L'agenzia di stampa statale RIA Novosti ha riferito venerdì di una dichiarazione dei ribelli citata dal quotidiano Asharq al-Awsat con sede a Londra, secondo cui gli aeroporti di Damasco e Aleppo e i voli commerciali sarebbero stati presi di mira a partire da martedì, poiché venivano utilizzati per l'aviazione militare.

“Consideriamo tali minacce assolutamente inaccettabili”, ha affermato il ministero degli Esteri russo.

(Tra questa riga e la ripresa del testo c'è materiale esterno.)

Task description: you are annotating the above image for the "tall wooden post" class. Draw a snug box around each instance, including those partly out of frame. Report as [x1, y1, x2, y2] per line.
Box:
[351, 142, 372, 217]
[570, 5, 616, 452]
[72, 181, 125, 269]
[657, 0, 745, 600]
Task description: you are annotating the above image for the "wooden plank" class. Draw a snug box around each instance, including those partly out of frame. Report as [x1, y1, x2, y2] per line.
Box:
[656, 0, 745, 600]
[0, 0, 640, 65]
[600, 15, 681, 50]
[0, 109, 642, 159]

“Da un punto di vista morale e legale questo significa la vicinanza critica dell'opposizione a una linea rossa, al di là della quale si trovano atti non diversi dai crimini di Al-Qaeda.”

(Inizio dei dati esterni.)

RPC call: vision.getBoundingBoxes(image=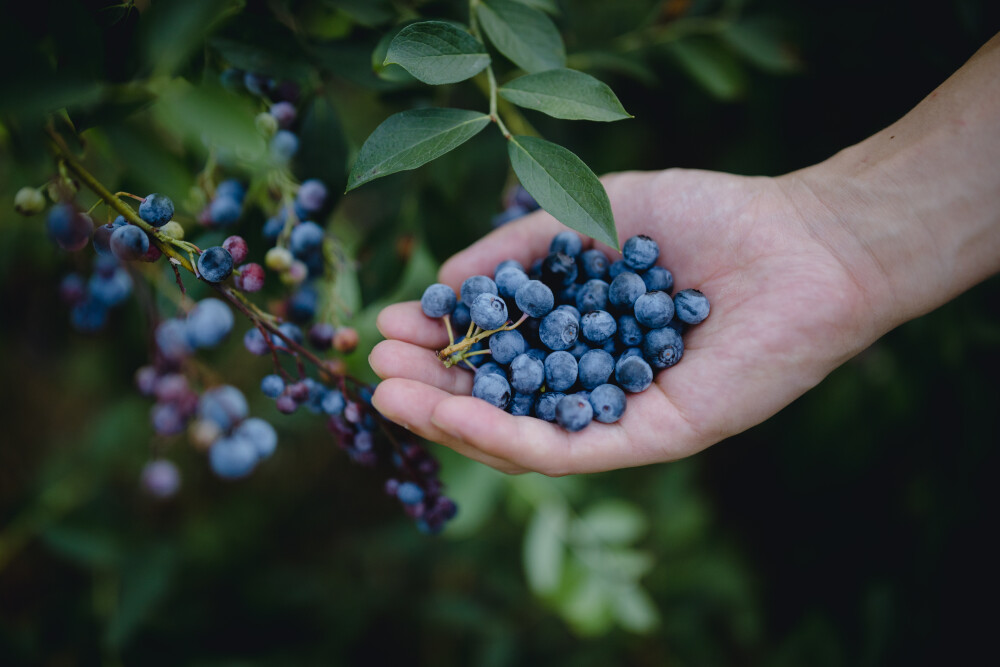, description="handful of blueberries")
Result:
[420,231,709,431]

“L'ultima dichiarazione dell'Esercito siriano libero conferma essenzialmente che il terrorismo sta diventando uno dei suoi principali metodi di attività”, ha aggiunto il ministero.

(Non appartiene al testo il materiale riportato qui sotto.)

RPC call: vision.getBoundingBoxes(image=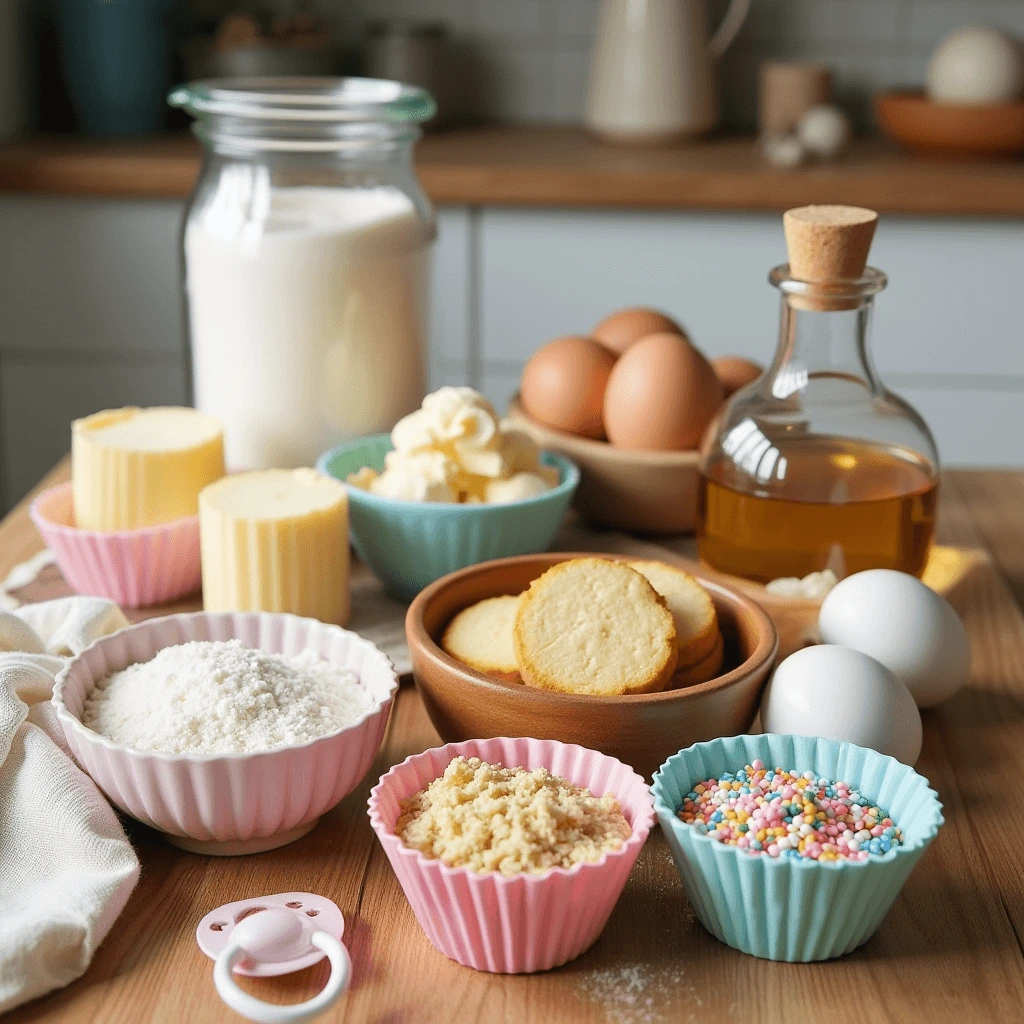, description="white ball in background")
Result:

La Russia ha chiesto di “agire in modo più deciso contro i leader dell'Esercito Libero Siriano per escludere tali minacce, per non parlare della loro attuazione” e ha ribadito gli inviti ai russi ad evitare viaggi in Siria.

Commentando la storia, Ribal Al-Assad, direttore dell'ODFS, ha dichiarato:

“Condanno la presunta dichiarazione dell’Esercito Siriano Libero secondo cui considera gli aeroporti civili internazionali di Damasco e Aleppo obiettivi militari. Il terrorismo è totalmente inaccettabile indipendentemente da quale parte lo perpetri. È necessaria una de-escalation della violenza e non un’intensificazione. Non esiste una soluzione militare a questo conflitto. Una soluzione diplomatica basata sulle condizioni fissate dal Piano Kofi Annan è l’unica via da percorrere.".

“Se si vuole evitare una guerra civile su vasta scala che si estenda in Siria e nella regione, tutte le parti – il regime, l'opposizione e i loro sostenitori esterni – devono agire in buona fede e sostenere la diplomazia per giungere a una conclusione pacifica della crisi. Questo è l'unico modo per avviare un processo politico che porti a una transizione democratica pacifica e inclusiva verso un governo di unità nazionale, democrazia e libertà.

“Invito tutta l'opposizione siriana a unire le forze su un'unica piattaforma e a lavorare insieme per una soluzione pacifica, poiché la continuazione della violenza potrebbe portare alla frammentazione della Siria e della sua società, a discapito di tutti.”